In Gramsci l’unità di storia e filosofia sembra risolversi in direzione opposta: sarà la seconda a doversi sempre più integrare nella prima. Primario interesse gramsciano è, infatti, che l’ideologia comunista riesca a infiltrarsi nella realtà politico-economico- sociale del suo tempo, così da imprimere un nuovo corso alla storia: un pensiero giusto che rimanesse nel platonico mondo delle idee sarebbe privo di senso. È questa prospettiva che porta il nostro autore ad affermare l’identità della filosofia anche con la politica: il mondo cambia quando gli ideali si trasformano in scioperi, proteste, rivoluzioni. E la prassi, che vivifica la teoria, non risiede nell’operato di un’élite di menti illuminate, quanto piuttosto nella volontà e nella forza della massa: è chiara dunque l’importanza di renderla consapevole delle proprie potenzialità e di renderla fautrice dell’istanza del progresso.

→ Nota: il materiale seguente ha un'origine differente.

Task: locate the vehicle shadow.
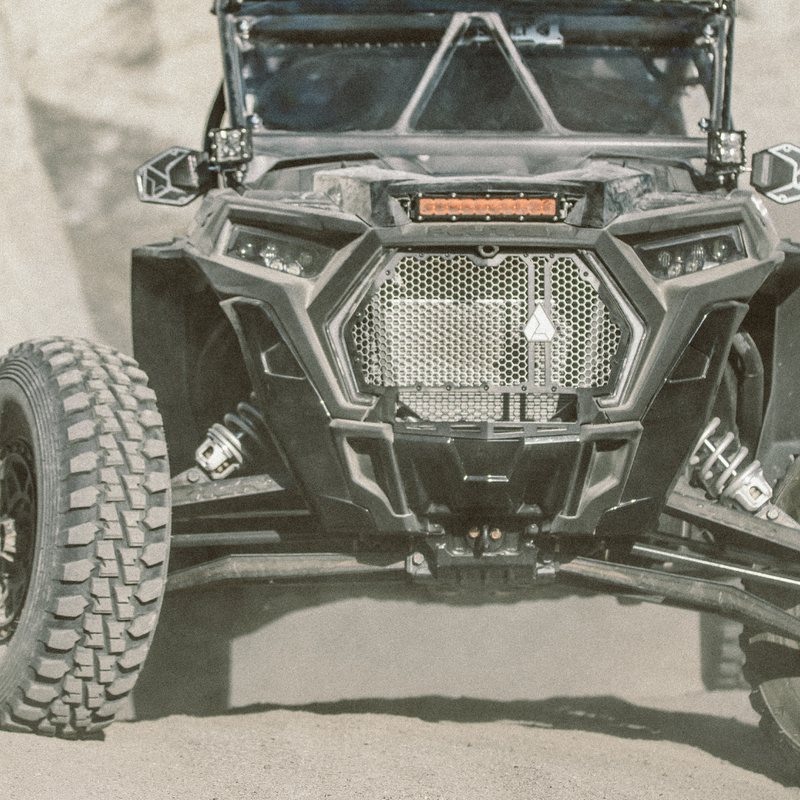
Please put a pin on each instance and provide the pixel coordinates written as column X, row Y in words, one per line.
column 738, row 743
column 188, row 672
column 188, row 668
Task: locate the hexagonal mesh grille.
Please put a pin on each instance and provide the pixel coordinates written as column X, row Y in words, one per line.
column 466, row 406
column 458, row 321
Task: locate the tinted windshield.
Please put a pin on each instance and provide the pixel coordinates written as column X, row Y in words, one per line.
column 558, row 74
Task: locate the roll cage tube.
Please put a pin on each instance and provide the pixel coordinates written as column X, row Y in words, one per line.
column 716, row 39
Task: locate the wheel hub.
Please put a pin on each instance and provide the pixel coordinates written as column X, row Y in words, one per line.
column 17, row 526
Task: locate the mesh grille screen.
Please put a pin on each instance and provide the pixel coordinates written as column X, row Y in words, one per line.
column 465, row 406
column 453, row 320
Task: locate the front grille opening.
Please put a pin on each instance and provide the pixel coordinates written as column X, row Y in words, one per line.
column 466, row 406
column 448, row 330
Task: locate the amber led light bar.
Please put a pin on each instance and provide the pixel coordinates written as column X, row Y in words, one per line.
column 488, row 207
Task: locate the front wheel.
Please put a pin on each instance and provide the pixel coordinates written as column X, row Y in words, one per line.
column 772, row 662
column 84, row 533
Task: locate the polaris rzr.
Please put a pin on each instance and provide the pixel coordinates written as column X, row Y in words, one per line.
column 472, row 302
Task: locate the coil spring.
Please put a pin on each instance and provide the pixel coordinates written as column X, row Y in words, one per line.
column 228, row 447
column 718, row 470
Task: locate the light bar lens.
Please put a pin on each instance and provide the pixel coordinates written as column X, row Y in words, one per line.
column 487, row 207
column 683, row 255
column 278, row 252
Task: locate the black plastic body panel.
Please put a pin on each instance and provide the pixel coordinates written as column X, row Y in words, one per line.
column 362, row 474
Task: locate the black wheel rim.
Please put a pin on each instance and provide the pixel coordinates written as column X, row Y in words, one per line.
column 17, row 531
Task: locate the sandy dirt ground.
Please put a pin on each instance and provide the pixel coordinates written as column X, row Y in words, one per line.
column 338, row 693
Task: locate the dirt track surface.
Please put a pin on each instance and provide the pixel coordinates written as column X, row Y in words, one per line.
column 253, row 694
column 417, row 748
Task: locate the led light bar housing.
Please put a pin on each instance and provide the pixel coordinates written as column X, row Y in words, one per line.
column 509, row 207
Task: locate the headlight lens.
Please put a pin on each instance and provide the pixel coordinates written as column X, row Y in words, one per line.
column 682, row 255
column 277, row 251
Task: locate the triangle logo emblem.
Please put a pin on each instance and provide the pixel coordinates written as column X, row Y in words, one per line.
column 539, row 327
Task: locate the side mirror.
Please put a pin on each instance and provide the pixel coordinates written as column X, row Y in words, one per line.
column 175, row 177
column 776, row 173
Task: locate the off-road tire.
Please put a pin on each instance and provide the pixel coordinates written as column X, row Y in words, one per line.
column 772, row 663
column 721, row 657
column 85, row 479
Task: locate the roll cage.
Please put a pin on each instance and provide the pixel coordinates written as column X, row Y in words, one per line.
column 655, row 31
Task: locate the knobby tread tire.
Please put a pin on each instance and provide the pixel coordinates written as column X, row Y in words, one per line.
column 102, row 534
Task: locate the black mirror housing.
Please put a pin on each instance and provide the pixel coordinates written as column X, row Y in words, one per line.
column 776, row 173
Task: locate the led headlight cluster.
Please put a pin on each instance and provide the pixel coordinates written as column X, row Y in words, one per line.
column 682, row 255
column 277, row 251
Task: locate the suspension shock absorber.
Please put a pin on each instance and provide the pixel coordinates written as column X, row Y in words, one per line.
column 240, row 441
column 717, row 461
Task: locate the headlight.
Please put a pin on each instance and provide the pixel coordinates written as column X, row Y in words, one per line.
column 681, row 255
column 279, row 252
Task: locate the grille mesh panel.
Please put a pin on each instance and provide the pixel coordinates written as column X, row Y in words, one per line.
column 445, row 319
column 454, row 320
column 466, row 406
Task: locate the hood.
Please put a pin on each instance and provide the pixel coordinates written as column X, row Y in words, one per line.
column 589, row 196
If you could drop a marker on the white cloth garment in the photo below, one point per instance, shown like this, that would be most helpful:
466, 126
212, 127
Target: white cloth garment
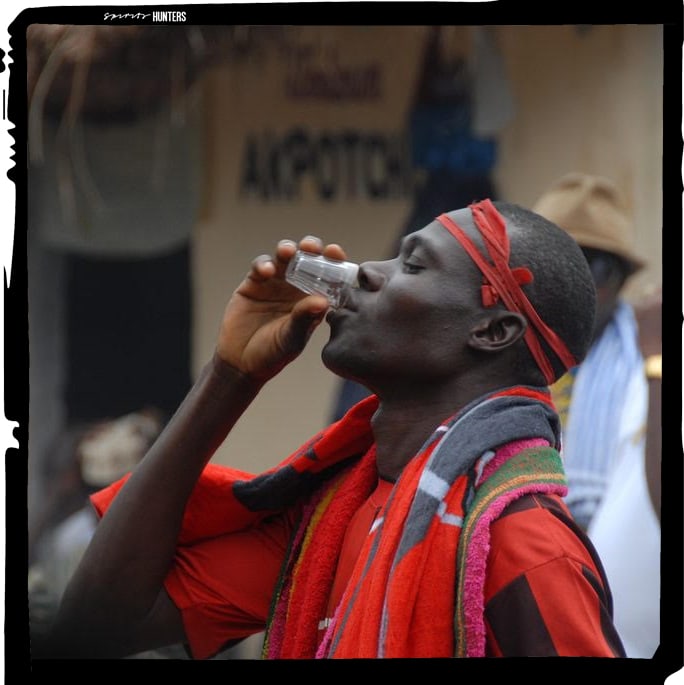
626, 534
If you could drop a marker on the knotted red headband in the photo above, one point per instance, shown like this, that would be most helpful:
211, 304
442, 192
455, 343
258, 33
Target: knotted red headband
502, 282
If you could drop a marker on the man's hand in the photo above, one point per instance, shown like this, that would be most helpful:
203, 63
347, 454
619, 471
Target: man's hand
267, 321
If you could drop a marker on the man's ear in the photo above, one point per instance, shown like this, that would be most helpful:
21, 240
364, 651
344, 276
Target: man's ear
497, 331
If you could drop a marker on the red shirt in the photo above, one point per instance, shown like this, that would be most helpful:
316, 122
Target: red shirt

«Istruitevi perché avremo bisogno di tutta la vostra intelligenza. Agitatevi perché avremo bisogno di tutto il vostro entusiasmo. Organizzatevi perché avremo bisogno di tutta la vostra forza»438.
Per ironia del destino – almeno nel periodo in cui i due filosofi vissero – fu Gentile, più che Gramsci, ad avere l’occasione di influenzare l’azione politica ufficiale del Paese, ponendosi nel seno del regime fascista e riformando considerevolmente l’ordinamento scolastico italiano.